Szpakiewicz remembered a similar experience of his own.
“As a child, I was small and in Poland the funds are not so big and the school didn’t have the quarter-size (cello), the size I should start (with),” Szpakiewicz said. “So for a year I was practicing on the broom to practice my motions. Luckily, I was growing fast so the second year I could pick up the half-sized cello. I could finally have the cello at home from school and practice and that’s how my education started.

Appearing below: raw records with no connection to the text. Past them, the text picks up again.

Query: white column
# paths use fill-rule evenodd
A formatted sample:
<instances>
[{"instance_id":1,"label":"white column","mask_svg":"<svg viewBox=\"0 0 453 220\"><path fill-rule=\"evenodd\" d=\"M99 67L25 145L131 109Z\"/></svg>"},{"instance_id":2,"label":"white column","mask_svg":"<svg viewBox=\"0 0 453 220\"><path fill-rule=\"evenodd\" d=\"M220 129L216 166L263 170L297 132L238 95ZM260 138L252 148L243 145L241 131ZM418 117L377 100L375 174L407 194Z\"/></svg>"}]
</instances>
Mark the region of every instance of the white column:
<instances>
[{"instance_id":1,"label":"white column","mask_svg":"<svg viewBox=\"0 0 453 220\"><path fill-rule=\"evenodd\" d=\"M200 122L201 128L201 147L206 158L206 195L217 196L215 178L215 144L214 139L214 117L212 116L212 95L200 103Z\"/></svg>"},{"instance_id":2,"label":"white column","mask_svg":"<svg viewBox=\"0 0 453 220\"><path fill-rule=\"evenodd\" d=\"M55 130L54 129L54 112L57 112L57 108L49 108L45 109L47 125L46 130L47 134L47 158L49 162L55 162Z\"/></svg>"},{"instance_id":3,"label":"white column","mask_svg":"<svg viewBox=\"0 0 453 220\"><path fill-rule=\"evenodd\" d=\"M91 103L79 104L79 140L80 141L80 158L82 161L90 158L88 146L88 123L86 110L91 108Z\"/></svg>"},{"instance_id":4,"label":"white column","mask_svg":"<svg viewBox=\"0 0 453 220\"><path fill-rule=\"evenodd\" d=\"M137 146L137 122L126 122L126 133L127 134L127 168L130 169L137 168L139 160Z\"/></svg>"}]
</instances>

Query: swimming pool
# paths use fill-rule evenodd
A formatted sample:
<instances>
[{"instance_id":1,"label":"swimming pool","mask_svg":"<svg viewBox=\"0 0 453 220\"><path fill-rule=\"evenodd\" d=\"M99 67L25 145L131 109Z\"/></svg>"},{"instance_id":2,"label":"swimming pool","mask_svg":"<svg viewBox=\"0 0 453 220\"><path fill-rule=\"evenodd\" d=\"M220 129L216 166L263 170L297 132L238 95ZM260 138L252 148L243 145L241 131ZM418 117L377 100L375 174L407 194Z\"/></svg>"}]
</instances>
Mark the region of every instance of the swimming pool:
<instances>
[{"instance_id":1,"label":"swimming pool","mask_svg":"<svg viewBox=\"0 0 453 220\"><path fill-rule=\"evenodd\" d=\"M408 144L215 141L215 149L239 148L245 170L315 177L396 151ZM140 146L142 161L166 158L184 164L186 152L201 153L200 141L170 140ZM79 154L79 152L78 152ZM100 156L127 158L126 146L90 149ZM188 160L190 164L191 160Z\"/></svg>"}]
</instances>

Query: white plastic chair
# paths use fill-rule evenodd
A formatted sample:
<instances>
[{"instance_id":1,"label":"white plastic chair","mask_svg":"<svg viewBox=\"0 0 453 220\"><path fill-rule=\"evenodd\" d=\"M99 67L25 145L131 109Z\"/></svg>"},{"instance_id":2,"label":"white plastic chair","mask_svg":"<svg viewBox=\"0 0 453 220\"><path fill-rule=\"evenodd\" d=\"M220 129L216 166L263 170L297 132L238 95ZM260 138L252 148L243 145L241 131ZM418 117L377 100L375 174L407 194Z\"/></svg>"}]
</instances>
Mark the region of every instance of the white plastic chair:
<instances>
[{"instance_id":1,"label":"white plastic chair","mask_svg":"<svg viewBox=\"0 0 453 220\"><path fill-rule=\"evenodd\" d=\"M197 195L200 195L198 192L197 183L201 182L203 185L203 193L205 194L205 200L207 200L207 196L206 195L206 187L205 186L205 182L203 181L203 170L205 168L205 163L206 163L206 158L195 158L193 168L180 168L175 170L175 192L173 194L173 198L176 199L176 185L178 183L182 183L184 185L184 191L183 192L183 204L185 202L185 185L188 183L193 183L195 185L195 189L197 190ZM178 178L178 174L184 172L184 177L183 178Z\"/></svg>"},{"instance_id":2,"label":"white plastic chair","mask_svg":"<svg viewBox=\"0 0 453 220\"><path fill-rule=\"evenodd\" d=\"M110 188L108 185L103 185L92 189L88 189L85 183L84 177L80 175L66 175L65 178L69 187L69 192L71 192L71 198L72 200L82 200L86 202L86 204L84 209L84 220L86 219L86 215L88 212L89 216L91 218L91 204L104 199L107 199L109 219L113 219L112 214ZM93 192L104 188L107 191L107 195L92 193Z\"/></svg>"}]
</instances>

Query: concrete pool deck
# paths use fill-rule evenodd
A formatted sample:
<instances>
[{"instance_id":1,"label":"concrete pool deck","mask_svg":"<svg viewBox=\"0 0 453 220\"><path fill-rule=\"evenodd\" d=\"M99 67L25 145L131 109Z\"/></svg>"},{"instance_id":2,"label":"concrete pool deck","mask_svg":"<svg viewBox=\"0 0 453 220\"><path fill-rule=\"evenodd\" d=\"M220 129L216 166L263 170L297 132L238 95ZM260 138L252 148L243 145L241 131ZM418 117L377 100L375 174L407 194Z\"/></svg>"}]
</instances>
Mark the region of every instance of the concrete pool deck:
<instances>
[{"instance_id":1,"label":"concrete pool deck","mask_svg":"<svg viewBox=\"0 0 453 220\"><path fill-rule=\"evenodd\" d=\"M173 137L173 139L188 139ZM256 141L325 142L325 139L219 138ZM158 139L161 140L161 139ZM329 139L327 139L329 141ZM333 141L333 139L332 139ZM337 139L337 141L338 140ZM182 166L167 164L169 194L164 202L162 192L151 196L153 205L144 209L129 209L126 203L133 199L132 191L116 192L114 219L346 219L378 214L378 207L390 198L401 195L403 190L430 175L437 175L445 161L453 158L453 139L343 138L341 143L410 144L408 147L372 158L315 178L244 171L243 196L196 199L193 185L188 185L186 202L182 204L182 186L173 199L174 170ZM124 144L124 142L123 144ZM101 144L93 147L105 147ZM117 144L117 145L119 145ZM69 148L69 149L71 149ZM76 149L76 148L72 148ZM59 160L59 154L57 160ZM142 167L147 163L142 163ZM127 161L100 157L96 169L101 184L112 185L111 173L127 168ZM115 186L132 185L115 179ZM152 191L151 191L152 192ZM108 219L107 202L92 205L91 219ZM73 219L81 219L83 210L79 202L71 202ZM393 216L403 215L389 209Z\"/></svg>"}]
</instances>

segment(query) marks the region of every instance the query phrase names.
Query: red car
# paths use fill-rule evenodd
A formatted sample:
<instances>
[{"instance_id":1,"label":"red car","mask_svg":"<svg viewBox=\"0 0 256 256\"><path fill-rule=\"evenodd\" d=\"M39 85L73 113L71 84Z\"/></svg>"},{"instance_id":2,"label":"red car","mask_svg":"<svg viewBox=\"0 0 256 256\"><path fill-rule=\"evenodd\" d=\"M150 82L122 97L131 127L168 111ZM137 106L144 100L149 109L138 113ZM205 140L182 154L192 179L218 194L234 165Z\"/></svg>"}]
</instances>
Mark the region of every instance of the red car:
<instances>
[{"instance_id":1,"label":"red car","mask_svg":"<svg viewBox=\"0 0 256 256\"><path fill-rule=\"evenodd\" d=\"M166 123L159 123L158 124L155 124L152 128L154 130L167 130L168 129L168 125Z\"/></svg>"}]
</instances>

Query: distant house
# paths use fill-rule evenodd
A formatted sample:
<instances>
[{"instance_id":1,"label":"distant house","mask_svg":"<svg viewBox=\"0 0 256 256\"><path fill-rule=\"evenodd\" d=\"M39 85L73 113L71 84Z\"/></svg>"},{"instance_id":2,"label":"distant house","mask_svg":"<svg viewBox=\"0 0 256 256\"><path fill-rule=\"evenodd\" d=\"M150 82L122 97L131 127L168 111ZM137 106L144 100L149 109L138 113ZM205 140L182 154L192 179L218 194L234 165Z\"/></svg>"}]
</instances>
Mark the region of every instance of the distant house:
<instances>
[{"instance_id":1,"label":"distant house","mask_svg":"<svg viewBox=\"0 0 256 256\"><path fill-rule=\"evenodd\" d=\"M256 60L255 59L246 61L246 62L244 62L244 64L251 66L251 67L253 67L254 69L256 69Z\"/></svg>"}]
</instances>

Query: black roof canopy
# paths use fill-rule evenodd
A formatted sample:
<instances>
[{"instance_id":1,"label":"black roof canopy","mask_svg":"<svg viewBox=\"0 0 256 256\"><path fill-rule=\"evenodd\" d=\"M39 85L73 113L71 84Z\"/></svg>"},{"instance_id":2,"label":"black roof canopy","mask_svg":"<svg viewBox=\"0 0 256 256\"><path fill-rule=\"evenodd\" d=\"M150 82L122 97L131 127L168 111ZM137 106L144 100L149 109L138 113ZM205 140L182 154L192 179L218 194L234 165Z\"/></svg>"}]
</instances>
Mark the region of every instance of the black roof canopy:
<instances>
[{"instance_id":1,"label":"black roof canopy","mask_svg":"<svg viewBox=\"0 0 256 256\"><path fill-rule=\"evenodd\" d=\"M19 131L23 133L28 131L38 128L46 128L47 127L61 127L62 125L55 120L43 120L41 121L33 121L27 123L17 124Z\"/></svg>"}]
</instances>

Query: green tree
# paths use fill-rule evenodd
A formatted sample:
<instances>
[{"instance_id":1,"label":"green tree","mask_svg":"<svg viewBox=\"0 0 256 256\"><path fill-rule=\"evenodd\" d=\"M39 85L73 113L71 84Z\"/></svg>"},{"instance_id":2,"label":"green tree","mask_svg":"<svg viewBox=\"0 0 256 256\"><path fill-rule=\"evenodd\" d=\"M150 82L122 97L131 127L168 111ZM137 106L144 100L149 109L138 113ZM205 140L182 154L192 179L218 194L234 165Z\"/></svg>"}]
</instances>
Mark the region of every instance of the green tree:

So the pain of not having the instrument, I remember.”
In 2015, Szpakiewicz held a concert and was able to raise the money to provide Risa with a half-sized cello.
“Marek’s gift means a lot to our children in terms of ensuring a young girl’s access to quality music education,” said Yutaka Kikugawa, president of El Sistema Japan. “The new cello has broadened her horizon for music passage and made it possible for her to play the Beethoven’s 5th Symphony side-by-side with the Berliner Philharmonic in March 2016, which was certainly a lifetime experience for her.”
Szpakiewicz will perform a recital with pianist Jiayi Shi at Azusa Pacific University in Azusa Oct. 15, hoping to raise money this time for a three-quarter sized cello for the Soma Children’s Orchestra. Monrovia resident Shi also came to the United States to further her education. The two perform together often and will play selections by Chopin, Rachmaninoff, Schumann, Barber and Gershwin.
In addition to Chernobyl, Szpakiewicz lived through communist rule, which had its hold on Poland until 1989.
“From the moment I was growing up, the music was a hope for a better life,” Szpakiewicz said. “Music didn’t only play a tremendous role in my education, but my development, all the dreams and hopes that music provided for me.”
Arriving in Baltimore unable to speak a word of English, Szpakiewicz worked hard and then went on to USC, earning three degrees and a doctorate. In 2008 the U.S. government granted him permanent residency as an Extraordinary Ability Artist, and he landed a job teaching cello and serving as the director of chamber music at APU. This year he was also named an assistant professor.
“I feel the power of America, a country for foreigners. I came here, I feel so good here. My roots are in Poland, but this is my home now. This is my country,” Szpakiewicz said. “I always dreamt about coming to the States, that’s the country where I pictured myself as a child. With all the tragedy that happened in my life, I have no reason to complain because I feel privileged, I feel lucky and I feel that I have to share, so that motivates me, the kindness that I came and witnessed, so I want to pass it on.”
Szpakiewicz has a full concert schedule, including a performance with Shi in Tokyo Oct. 29. There, the Soma Children’s Orchestra, along with Risa, will join him in the encore.